When you create artwork from scratch, it can be difficult to gauge the best way to use layers, because some iPhone and iPad apps limit you to only a couple of layers per image. Here are steps that will help you use the handy layers feature.

Separate the painting by depth  Regardless of the image you’re creating, you’ll probably be able to group together objects that are similar distances from the viewer. For example, you can separate a painting into two layers – one for the background and the other for a person. A complex composition may have more layers. Distributing parts of the image onto layers enables you to make edits that won’t affect the entire image.

Use as few layers as possible  When you use too many layers, remembering the content of each layer gets hard, especially since many iPad apps don’t let you label layers.
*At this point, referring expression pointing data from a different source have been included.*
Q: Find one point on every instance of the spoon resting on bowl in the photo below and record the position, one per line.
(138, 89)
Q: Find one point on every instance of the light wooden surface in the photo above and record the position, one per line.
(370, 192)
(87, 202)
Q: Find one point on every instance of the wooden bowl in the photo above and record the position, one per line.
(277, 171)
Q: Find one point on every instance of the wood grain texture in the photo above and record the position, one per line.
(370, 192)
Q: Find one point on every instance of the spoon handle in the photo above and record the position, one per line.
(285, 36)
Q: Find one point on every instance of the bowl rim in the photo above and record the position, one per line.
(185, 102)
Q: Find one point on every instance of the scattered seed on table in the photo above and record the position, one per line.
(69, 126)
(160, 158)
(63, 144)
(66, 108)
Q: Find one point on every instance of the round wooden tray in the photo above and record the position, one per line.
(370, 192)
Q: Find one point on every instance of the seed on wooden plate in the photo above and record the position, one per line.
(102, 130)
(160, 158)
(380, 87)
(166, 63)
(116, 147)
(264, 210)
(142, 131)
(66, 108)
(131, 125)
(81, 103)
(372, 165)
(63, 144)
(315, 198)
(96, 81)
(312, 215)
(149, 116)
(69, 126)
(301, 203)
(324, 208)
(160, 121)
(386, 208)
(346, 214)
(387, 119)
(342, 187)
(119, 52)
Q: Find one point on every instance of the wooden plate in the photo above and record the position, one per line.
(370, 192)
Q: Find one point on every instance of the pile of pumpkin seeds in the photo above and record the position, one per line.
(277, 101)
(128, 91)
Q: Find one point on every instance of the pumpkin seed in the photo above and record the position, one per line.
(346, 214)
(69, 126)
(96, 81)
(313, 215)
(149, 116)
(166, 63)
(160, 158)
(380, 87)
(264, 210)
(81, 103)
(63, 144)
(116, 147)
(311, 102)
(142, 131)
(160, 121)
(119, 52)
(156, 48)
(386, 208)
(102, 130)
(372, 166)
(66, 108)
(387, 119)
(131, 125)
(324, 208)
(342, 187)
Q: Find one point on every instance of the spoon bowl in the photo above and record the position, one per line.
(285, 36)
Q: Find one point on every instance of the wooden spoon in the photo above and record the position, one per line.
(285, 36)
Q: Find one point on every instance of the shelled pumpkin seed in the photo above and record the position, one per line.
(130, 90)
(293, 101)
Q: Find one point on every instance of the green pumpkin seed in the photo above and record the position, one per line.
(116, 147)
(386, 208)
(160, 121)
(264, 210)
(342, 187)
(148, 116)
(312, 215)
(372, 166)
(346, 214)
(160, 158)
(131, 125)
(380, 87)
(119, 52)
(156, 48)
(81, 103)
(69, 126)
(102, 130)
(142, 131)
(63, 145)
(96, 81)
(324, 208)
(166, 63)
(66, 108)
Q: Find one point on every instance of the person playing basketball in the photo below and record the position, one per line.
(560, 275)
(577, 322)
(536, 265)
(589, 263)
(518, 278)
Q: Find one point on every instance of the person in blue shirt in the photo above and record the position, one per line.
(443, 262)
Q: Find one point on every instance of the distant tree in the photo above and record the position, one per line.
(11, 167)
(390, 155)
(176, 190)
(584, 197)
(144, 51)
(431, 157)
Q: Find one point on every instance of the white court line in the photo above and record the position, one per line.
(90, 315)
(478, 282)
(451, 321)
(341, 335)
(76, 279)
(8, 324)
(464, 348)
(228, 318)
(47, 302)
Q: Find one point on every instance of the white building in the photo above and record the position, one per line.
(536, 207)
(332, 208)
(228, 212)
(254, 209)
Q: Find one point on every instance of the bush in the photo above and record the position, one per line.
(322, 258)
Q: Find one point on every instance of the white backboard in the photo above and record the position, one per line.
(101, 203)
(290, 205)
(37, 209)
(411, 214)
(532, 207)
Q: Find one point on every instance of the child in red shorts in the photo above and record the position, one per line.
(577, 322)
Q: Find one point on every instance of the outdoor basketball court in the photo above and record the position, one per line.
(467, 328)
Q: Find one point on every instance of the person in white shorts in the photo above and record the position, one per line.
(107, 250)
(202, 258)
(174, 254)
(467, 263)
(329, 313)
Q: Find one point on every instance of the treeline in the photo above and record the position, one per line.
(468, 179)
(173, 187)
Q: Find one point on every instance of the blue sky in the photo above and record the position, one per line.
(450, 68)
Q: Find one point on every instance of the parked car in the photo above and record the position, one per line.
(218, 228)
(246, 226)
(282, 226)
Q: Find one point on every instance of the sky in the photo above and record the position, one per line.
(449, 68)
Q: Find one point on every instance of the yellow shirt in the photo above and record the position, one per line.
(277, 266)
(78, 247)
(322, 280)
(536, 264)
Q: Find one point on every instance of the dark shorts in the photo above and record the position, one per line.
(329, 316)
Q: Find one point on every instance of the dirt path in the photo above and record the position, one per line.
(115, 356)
It’s also easy to forget which layer you’re working on, and switching between layers is time-consuming.

In a complex composition, you may have sky on a background layer, buildings on a second layer, and a person in the foreground on a third layer

Think about your process  Consider using layers to aid your artistic process. In a comic book, for example, you could use one layer for a pencil sketch, a second layer for inking outlines, and a third layer to colour in the artwork. Layers are a good way to prevent certain areas of your work from blending into others.

Duplicate and transform layers  Most apps let you duplicate, move, rotate, and resize layers. So if you were painting a blue sky, you could easily duplicate and transform multiple cloud layers.
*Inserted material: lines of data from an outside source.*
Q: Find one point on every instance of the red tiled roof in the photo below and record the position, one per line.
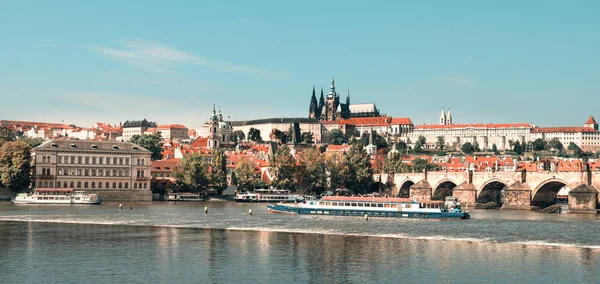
(564, 129)
(474, 125)
(591, 120)
(169, 126)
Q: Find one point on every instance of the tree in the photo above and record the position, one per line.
(6, 135)
(218, 174)
(440, 144)
(338, 137)
(254, 135)
(282, 167)
(356, 169)
(378, 140)
(467, 148)
(192, 173)
(33, 142)
(238, 136)
(311, 172)
(151, 143)
(420, 143)
(495, 149)
(15, 167)
(307, 137)
(244, 173)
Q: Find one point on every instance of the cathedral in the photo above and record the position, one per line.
(330, 108)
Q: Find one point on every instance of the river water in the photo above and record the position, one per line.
(179, 243)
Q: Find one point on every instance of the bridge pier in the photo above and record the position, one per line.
(516, 196)
(421, 191)
(583, 199)
(466, 193)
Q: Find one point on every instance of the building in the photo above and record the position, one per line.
(331, 109)
(136, 127)
(91, 165)
(485, 135)
(265, 126)
(173, 131)
(216, 130)
(586, 137)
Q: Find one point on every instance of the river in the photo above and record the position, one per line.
(178, 243)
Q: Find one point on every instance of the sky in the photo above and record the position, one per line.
(82, 62)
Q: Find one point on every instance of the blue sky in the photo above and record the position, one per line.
(170, 61)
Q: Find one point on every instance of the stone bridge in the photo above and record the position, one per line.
(514, 190)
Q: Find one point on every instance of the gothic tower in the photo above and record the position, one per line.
(313, 106)
(443, 117)
(213, 128)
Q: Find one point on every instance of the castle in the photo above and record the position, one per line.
(331, 109)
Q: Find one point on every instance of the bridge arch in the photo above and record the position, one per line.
(491, 191)
(442, 189)
(545, 193)
(404, 189)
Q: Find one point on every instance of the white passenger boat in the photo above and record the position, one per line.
(56, 196)
(184, 196)
(374, 206)
(268, 195)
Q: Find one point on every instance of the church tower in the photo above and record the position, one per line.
(313, 106)
(443, 117)
(213, 128)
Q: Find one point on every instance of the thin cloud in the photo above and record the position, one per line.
(456, 80)
(159, 57)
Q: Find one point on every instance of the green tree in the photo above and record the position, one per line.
(420, 143)
(338, 137)
(151, 143)
(467, 148)
(6, 135)
(244, 172)
(311, 172)
(15, 167)
(440, 144)
(282, 167)
(33, 142)
(307, 137)
(254, 135)
(238, 136)
(357, 170)
(192, 173)
(333, 164)
(218, 174)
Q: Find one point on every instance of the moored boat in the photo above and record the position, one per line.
(57, 196)
(375, 207)
(268, 195)
(184, 196)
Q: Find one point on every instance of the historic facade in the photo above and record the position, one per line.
(331, 108)
(101, 165)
Experiment on a blank layer  As you approach the end of creating a piece of art, you can become anxious that you may go too far in adding finishing touches. We recommend making final changes on a blank layer – if you make a mistake, delete the layer or erase the parts that don’t work.

Merge layers  It makes sense to merge layers when parts of the image no longer need to be separate. If you have created a character using a couple of layers for different parts, simplify the art by merging these layers together.

Export layers  In some of the iPad art apps, you can export the final artwork as a Photoshop Document (.psd) file containing the original layers created in the app. This is useful if you want to keep working on the artwork in your desktop application.